It didn’t work, Roemer said. “The truth is a powerful thing. And truth comes to light at trial. That is likely why the defense reached out to the Erie County District Attorney’s before this matter was to go to trial” and offered to plead.

Roemer said the girl has found closure in Pigeon admitting in open court to sexually abusing her.

Roemer said she hoped Pigeon would finally apologize.

The judge gave him the opportunity to make a statement before he was formally sentenced.

Pigeon, wearing a navy suit, stood and declined.

“No apology?” Boller asked.

“Not at this time,” he quietly said.

“Wow,” a man in the gallery could be heard saying.

Boller began reading the sentence: Pigeon will spend the next 364 days in the Erie County Correctional Facility in Alden, possibly less for good behavior, and would have to pay a list of fees. They discussed that a hearing needed to be scheduled prior to his release because he will have to register as a sex offender.

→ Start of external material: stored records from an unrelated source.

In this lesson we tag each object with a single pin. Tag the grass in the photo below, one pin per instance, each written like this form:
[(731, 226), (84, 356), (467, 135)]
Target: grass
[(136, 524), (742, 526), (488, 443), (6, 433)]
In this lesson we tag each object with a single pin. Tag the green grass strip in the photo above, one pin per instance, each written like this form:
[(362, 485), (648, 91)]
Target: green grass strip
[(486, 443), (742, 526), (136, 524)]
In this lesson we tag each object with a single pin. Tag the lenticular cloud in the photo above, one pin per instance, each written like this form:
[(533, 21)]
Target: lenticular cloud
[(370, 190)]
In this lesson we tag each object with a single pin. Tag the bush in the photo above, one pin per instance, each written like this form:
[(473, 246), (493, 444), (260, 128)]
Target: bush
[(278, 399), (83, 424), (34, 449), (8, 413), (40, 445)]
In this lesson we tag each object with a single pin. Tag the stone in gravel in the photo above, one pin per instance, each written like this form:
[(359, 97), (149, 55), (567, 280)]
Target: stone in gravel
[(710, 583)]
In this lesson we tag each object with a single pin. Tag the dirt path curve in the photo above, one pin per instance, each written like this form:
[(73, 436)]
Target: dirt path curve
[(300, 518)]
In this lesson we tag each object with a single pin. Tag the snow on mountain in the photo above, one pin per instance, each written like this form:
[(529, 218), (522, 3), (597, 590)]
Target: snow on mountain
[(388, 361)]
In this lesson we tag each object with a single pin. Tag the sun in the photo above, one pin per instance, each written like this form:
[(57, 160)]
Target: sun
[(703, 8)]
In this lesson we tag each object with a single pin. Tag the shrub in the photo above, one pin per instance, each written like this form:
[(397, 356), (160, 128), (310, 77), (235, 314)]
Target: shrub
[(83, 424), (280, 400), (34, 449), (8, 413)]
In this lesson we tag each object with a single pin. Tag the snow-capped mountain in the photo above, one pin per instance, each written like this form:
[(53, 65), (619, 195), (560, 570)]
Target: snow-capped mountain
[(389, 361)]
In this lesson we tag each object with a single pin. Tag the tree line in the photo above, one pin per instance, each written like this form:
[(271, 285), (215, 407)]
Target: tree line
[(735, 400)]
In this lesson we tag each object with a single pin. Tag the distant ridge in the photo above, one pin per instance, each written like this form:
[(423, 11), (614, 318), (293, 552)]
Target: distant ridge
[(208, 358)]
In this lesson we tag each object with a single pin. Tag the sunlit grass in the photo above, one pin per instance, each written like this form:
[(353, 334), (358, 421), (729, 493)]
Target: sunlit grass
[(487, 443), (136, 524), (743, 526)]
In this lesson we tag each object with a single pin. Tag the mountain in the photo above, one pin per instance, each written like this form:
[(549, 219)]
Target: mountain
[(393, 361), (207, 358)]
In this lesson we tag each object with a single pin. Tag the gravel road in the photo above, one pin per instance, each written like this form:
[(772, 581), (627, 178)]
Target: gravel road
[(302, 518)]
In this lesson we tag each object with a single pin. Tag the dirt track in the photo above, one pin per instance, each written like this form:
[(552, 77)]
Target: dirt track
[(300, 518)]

As Boller spoke, a court officer put handcuffs on Pigeon’s wrists, behind his back. He was led out of the courtroom but then the prosecutors asked him to be returned to confirm an order of protection to prevent Pigeon from contacting the girl or her family until 2031.

Then he was led out of court again, this time headed for a jail cell.

After the hearing, District Attorney John Flynn spoke to reporters about the case.

“There are many people in this country … who reach a pinnacle of their profession, and then do something wrong … and then the higher you are in your profession, the farther you fall,” Flynn said. “This is a pretty big fall.”